Muawiyah berasal dari keluarga pemuka Quraisy. Lengkapnya ia bernama Muawiyah bin Abu Sufyan bin Harb bin Abdu Syams bin Abdu Manaf bin Qusay bin Kilab. Julukannya adalah Abu Abdurrahman.[2] Dilahirkan sekitar tahun 602 M. Ia seorang lelaki yang bertubuh tinggi, berkulit putih, tampan, serta karismatik. Jika tertawa, bibir atasnya bergetar, jenggotnya putih terkadang berwarna kuning berkilau seperti emas.[3]

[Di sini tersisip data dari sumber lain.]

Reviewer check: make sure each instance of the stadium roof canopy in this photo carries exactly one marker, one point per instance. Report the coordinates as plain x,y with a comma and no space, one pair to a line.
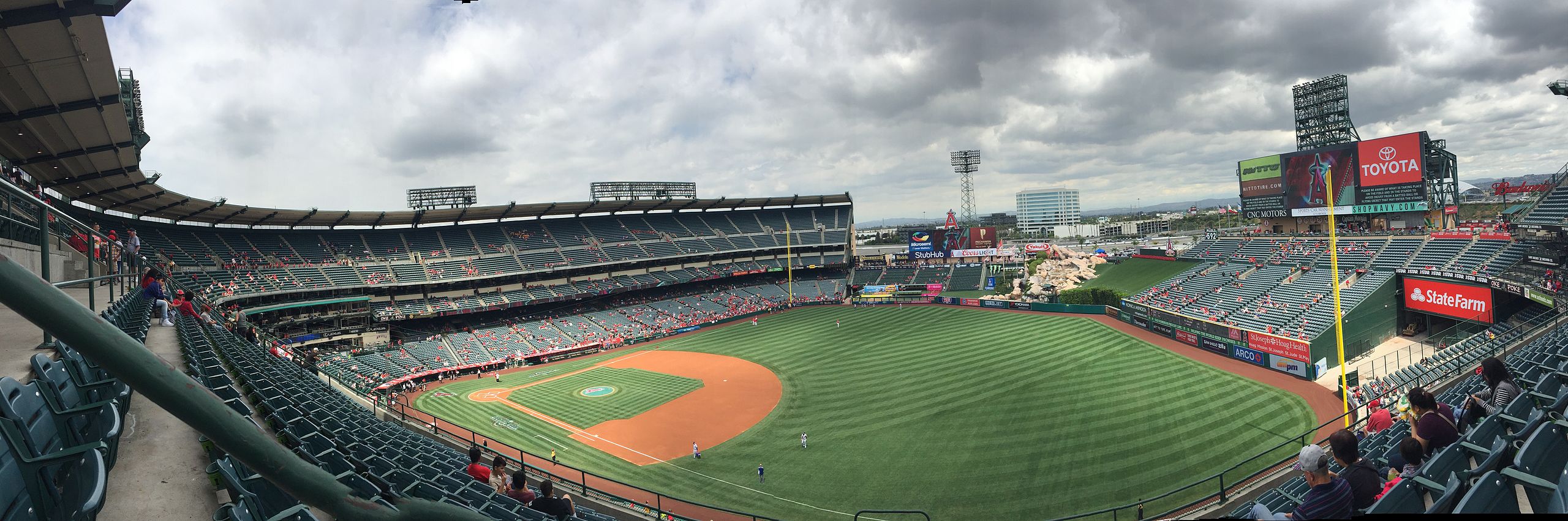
63,121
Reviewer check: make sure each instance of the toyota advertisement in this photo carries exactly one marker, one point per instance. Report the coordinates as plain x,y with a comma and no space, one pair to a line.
1446,299
1373,176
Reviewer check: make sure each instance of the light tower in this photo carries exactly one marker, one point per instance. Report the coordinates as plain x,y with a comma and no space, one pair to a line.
967,163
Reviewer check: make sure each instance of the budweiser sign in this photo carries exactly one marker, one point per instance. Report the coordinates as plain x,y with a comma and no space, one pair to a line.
1504,187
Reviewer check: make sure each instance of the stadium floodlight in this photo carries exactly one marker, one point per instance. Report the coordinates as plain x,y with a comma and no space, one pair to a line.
449,197
965,165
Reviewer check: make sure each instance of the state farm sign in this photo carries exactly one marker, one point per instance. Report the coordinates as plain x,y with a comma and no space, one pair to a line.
1393,160
1448,299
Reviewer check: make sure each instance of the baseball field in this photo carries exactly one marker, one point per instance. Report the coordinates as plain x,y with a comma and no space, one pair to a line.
962,413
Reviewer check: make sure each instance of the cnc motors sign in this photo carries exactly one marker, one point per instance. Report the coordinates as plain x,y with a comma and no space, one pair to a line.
1392,160
1448,299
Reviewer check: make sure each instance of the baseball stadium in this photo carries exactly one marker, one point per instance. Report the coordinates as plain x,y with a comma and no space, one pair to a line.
1362,335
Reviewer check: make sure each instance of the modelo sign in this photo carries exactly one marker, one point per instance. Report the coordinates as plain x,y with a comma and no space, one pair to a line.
1393,160
1448,299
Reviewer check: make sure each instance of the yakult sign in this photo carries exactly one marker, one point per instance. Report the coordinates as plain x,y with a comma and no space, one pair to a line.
1448,299
1393,160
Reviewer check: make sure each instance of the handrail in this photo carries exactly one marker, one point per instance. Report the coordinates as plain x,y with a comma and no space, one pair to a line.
1550,319
165,385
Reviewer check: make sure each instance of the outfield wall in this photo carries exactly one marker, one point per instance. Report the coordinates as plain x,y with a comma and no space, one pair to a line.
1269,350
1371,322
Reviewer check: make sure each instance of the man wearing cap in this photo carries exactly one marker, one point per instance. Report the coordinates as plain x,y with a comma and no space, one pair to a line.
1379,419
1327,500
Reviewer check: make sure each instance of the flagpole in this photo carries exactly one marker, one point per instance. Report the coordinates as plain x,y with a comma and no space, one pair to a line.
1340,327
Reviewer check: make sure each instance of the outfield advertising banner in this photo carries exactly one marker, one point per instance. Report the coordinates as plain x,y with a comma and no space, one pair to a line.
1277,346
1214,346
1288,364
1448,299
1249,355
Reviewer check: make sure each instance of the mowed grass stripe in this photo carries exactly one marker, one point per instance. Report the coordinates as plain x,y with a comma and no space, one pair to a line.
636,393
1017,414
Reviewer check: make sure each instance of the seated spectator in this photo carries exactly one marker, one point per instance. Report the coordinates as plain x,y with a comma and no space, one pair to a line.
475,468
1410,451
1499,391
557,508
1379,419
1327,500
499,481
154,293
1432,424
519,489
1363,476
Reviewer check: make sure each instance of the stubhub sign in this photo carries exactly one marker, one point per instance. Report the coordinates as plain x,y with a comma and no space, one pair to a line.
1448,299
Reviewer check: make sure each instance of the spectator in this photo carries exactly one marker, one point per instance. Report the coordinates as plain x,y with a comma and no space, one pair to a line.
499,479
1499,391
559,508
1434,424
134,246
475,468
1363,476
1379,419
1327,500
519,489
154,291
1410,451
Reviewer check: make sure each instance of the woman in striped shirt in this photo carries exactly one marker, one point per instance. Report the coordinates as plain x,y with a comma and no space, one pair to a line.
1499,391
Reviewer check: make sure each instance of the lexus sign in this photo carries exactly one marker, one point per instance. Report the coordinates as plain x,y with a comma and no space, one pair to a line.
1393,160
1446,299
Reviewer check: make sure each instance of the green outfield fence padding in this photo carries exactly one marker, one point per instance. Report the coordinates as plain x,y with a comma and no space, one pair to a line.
1087,310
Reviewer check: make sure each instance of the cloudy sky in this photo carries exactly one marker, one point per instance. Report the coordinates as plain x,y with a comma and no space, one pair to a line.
347,104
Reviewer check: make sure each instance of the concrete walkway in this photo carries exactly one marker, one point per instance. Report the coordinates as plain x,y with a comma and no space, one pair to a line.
162,473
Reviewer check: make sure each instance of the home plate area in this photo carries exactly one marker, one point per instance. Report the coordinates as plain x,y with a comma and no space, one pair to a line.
651,405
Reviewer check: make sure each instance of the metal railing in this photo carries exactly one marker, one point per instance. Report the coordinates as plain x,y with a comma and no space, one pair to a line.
38,300
1225,484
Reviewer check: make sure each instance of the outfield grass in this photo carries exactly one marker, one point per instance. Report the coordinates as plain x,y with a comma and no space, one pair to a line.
636,393
962,413
1136,275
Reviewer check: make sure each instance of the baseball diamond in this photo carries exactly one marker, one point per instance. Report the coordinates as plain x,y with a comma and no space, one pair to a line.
903,399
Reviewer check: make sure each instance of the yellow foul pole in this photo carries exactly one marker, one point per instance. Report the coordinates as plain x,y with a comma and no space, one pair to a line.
789,264
1333,264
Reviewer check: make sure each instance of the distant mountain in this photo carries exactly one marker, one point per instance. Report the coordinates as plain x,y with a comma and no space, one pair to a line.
1166,206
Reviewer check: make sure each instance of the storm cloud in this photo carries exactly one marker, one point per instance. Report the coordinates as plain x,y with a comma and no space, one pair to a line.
347,104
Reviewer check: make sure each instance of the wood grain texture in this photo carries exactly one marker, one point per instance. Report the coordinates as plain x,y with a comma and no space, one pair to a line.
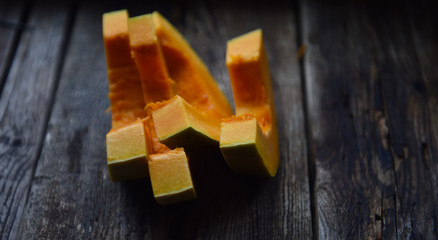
24,107
406,54
72,196
355,183
371,89
11,26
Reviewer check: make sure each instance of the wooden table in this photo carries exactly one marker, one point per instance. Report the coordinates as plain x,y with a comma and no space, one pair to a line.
357,116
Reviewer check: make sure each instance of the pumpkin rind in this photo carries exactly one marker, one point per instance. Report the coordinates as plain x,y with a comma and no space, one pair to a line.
254,152
170,177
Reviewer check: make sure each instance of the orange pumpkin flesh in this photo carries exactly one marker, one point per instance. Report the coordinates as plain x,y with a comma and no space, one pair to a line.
125,94
170,177
127,152
178,124
193,81
126,144
250,148
146,51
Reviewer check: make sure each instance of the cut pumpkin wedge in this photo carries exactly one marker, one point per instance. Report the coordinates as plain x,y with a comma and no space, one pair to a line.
178,124
249,142
193,81
125,142
125,93
146,51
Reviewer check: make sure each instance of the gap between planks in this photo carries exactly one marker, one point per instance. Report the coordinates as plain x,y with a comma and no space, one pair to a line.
18,28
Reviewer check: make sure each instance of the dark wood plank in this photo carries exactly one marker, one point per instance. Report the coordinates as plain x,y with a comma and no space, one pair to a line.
24,108
407,56
355,183
372,94
12,13
72,196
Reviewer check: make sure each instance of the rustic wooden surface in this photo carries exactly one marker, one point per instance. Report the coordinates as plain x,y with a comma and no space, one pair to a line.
357,116
371,90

Ayahnya Abu Sufyan termasuk salah satu pemimpin Quraisy, seorang pedagang besar yang menguasai perekonomian Makkah.[4] Setelah Perang Badar, Abu Sufyan menjadi pemimpin tunggal di kalangan kaum kafir Quraisy. Ia memimpin kaumnya pada Perang Uhud dan penyerangan Madinah[5] pada Perang Khandaq.

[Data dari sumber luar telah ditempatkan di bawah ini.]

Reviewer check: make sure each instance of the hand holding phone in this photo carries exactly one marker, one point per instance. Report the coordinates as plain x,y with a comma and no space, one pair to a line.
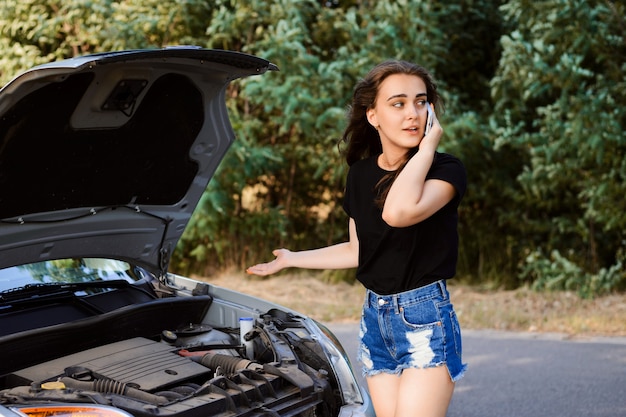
429,119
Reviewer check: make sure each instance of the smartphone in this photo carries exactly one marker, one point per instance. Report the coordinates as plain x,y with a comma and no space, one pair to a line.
429,119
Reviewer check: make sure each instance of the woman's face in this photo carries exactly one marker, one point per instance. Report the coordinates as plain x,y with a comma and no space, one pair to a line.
399,113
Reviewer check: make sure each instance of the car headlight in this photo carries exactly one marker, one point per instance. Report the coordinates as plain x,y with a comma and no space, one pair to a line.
77,410
340,362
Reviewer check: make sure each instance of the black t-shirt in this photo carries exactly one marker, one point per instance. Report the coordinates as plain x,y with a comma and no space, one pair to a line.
393,260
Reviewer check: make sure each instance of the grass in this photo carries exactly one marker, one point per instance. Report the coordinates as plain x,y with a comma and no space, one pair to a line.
521,310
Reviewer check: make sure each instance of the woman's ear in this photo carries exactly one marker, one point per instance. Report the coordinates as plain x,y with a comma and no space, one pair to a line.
371,117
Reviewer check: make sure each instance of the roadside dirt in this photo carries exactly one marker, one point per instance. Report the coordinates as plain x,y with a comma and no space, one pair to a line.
519,310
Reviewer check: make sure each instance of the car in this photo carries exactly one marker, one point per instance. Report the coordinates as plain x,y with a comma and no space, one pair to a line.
103,159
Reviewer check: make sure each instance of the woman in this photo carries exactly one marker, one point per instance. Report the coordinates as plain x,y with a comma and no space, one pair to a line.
402,198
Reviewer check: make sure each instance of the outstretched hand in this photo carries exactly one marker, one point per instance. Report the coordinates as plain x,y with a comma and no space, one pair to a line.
272,267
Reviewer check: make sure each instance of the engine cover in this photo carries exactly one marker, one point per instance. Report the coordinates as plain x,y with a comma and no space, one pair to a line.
145,364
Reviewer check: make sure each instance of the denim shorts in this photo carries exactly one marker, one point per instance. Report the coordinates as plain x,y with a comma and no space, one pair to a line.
412,329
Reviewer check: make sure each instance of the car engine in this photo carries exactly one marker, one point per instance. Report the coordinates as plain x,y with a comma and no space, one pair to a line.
195,370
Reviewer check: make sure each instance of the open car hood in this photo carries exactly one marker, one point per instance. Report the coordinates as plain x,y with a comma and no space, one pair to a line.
107,155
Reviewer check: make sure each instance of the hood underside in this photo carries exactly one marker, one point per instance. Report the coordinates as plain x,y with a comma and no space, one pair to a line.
107,155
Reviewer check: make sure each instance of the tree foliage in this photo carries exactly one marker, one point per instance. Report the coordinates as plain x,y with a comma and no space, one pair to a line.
534,94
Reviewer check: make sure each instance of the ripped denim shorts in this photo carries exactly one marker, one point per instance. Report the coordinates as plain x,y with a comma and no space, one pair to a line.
412,329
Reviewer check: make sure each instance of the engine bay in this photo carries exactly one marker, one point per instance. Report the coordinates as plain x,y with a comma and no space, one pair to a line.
191,369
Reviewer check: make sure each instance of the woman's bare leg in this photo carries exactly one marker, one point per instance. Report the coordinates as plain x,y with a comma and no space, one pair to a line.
415,393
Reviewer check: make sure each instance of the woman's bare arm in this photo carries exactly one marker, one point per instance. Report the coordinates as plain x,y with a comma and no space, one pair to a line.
339,256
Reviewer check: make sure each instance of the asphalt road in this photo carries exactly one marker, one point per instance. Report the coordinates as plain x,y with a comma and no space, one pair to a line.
531,375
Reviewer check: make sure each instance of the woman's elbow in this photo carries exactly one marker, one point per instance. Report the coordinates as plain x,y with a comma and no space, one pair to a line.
395,218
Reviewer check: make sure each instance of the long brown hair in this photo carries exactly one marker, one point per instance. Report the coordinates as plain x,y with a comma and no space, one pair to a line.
360,136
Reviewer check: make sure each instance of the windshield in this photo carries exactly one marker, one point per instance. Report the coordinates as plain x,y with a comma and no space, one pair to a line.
72,270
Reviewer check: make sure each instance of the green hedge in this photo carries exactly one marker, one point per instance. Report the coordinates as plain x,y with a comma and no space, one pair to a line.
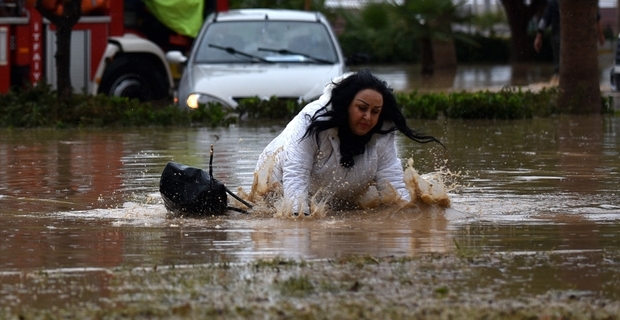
37,107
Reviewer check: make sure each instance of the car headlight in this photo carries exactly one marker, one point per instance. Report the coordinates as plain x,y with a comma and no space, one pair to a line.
196,99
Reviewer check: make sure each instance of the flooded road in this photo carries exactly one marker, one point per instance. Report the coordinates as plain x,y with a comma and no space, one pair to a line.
89,198
535,212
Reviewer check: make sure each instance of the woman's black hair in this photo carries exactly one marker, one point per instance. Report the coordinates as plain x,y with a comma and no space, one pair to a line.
344,92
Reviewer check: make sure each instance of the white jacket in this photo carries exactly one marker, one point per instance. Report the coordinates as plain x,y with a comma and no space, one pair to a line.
303,168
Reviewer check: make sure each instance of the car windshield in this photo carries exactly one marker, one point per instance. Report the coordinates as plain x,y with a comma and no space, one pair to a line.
266,41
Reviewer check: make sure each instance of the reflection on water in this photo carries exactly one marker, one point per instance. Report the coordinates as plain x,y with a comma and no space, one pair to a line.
89,198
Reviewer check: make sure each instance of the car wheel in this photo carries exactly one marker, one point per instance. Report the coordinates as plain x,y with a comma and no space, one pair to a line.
133,78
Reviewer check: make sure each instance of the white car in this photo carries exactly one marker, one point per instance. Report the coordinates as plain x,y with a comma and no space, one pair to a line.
258,53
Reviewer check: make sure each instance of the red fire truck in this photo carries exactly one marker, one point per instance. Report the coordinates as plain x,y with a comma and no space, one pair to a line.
117,48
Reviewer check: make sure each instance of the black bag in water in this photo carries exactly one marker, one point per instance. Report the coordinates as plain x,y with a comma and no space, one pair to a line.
191,191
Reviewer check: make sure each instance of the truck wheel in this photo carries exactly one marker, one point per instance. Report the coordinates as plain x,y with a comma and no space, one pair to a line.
133,78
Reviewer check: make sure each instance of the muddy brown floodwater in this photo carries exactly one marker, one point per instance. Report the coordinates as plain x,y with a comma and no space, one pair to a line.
84,204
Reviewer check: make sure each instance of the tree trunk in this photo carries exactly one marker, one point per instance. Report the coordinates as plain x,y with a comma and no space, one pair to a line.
579,90
426,56
63,63
444,54
71,13
617,30
519,15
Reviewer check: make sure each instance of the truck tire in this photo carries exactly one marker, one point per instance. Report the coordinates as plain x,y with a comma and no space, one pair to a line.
135,78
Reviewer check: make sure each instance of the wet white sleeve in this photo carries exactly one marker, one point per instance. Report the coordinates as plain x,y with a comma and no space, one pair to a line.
297,164
389,168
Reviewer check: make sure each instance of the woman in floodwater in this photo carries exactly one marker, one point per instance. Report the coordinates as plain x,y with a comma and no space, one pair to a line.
337,147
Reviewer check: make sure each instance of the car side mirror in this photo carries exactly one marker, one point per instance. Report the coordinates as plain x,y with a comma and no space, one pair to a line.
176,57
357,58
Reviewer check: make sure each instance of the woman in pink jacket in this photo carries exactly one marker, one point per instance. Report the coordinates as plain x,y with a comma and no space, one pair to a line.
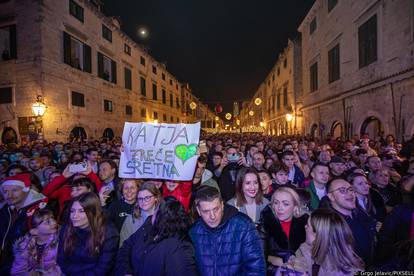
36,252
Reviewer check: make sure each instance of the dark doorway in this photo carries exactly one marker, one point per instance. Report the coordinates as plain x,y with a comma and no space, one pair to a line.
108,134
372,126
77,134
314,131
9,136
336,130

Adapun ibunya bernama Hindun binti Utbah bin Rabiah bin Abdu Syam bin Abdu Manaf. Seorang wanita penuh gelora dan berhati kuat. Pada Perang Badar, ia kehilangan ayah, paman, dan saudaranya sekaligus menjadi korban perang. Lalu ia menuntut balas dengan menyewa Wahsyi, budak bayaran yang diperintahkan khusus membunuh Hamzah bin Abdul Muthallib pada Perang Uhud. Kisahnya lantas menjadi terkenal, akibat dirasuki dendam membara.

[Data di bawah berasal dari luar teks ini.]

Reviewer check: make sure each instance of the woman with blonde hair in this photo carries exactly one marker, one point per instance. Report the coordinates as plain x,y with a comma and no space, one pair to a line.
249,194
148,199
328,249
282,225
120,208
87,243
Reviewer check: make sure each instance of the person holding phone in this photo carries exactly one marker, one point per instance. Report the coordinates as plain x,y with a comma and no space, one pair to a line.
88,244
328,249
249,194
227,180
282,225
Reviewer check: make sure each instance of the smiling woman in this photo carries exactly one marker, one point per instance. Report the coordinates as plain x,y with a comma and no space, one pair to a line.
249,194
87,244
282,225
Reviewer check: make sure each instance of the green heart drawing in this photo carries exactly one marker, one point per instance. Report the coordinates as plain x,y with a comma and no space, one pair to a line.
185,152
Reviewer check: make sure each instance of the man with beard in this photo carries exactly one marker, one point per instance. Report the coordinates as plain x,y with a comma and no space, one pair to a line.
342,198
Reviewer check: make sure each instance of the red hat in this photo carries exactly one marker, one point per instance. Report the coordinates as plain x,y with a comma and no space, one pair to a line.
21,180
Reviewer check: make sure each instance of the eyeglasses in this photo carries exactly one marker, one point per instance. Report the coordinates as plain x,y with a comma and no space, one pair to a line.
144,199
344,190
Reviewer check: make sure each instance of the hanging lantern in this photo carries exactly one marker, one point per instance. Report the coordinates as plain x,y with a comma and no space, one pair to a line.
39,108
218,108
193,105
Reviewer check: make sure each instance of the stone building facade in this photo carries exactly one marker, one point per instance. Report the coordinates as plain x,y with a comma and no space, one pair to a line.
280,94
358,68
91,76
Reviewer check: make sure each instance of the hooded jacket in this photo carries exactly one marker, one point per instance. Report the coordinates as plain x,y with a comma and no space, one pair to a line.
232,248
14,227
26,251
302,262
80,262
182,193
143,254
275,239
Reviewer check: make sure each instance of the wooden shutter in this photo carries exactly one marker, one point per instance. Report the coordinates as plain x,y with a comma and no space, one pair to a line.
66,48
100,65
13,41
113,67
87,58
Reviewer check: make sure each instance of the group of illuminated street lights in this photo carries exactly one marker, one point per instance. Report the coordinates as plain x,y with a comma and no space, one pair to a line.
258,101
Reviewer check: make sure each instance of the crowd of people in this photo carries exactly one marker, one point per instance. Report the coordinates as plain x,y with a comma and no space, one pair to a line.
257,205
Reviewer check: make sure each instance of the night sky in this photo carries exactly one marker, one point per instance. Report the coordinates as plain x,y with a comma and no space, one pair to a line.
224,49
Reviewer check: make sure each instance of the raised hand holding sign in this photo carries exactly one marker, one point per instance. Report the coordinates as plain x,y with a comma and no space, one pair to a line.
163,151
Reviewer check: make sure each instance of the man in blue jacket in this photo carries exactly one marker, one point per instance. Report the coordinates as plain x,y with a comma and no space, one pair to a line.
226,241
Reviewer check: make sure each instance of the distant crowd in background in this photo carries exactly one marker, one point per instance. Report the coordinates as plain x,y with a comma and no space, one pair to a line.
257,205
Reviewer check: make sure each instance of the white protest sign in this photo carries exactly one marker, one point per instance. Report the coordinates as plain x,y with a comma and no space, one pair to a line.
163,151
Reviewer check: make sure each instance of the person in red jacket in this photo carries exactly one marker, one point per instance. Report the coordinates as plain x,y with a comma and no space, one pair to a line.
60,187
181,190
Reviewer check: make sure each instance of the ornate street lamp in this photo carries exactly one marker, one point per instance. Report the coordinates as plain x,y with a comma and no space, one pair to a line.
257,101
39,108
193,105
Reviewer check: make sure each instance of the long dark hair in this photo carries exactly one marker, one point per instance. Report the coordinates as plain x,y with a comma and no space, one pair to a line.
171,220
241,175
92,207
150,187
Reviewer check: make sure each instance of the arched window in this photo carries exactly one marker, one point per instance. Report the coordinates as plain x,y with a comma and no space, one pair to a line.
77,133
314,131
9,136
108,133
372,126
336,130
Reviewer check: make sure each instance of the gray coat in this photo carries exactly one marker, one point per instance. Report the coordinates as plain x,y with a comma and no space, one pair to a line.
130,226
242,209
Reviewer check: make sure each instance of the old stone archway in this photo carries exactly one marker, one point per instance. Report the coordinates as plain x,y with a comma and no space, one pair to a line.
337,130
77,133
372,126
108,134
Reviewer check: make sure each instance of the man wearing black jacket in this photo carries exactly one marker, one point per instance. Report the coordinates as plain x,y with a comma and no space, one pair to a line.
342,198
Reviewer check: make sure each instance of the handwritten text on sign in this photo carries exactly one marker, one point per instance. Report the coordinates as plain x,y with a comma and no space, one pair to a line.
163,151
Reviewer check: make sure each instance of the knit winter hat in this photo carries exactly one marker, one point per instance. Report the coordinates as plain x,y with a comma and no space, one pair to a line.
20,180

Muawiyah memiliki tujuh saudara, di antara yang terkenal adalah Yazid bin Abu Sufyan dan Ummu Habibah,[6] yang lainnya bernama Utbah bin Abu Sufyan, Anbasah bin Abu Sufyan, Ummu Hakam binti Abu Sufyan, Izzah binti Abu Sufyan dan Amimah binti Abu Sufyan.[7] Ummu Habibah sendiri merupakan salah satu istri Rasulullah hingga disebut juga Ummul Mukminin (Ibunda kaum Mukminin). Ibnu Katsir[8] lalu memberi predikat Muawiyah dengan Khalul Mukminin, dinisbatkan pada Ummu Habibah sebagai saudaranya [9]  

bersambung...


Disarikan dari buku Legenda 4 Umara Besar, Kisah seni memimpin dari penguasa empat dinasti Islam, karya Indra Gunawan, Lc.
Ditulis ulang oleh Syafiq El quds




[1] Damaskus merupakan ibu kota Dinasti Umayah, sekarang menjadi ibu kota Suriah. Ditaklukan pertama kali pada masa Umar oleh Khalid bin Walid tahun 634 M.
[2] Adz Dzahabi (1274-1348), Siyar A’lam an Nubala’ (3/120)
[3] Muhammad as-Sayyid al-Wakil, Al-Umawiyyun bayna asy-Syarq wa al-Gharb, (Darul Qalam, cet. I, Damaskus, 1995 M), hal. 24.
[4] Makkah merupakan kota suci tempat kelahiran Nabi Muhammad. Terletak di kawasan Hijaz, sekitar 30 km dari Jeddah. Nama lainnya adalah Ummul Qura, al-Haram, dan al-Baladul Amin.
[5] Madinah merupakan kota suci kedua bagi umat Islam. Terletak di kawasan Hijaz, sekitar 340 km dari utara Makkah dan 190 km dari Laut Merah. Nama resminya al-Madinah al-Munawwarah.
[6] Aslinya Ramlah binti Abu Sufyan, sebelumnya ia dinikahi Ubaidullah bin Jahsy dan hijrah bersamanya ke Habasyah (Ethiopia) pada 615 M. Di sana suaminya tersebut murtad memeluk nasrani hingga meninggalnya. Ummu Habibah tetap berpegang teguh pada Islam sampai Rasulullah mengirim surat pada Raja Najasy bulan Muharram, tahun Hijriah bahwa Rasul mengkhitbah Ummu Habibah.
[7] Ibnu Qudamah (1147-1223 M) at-Tabyin fi Ansab al-Qurasyiyyin, hal. 209.
[8] Ibnu Katsir (1301-1373 M), seorang ulama dan sejarawan Muslim terkemuka dari Suriah. Di antara karya agungnya adalah Tafsir Ibnu Katsir dan al-Bidayah wa an-Nihayah.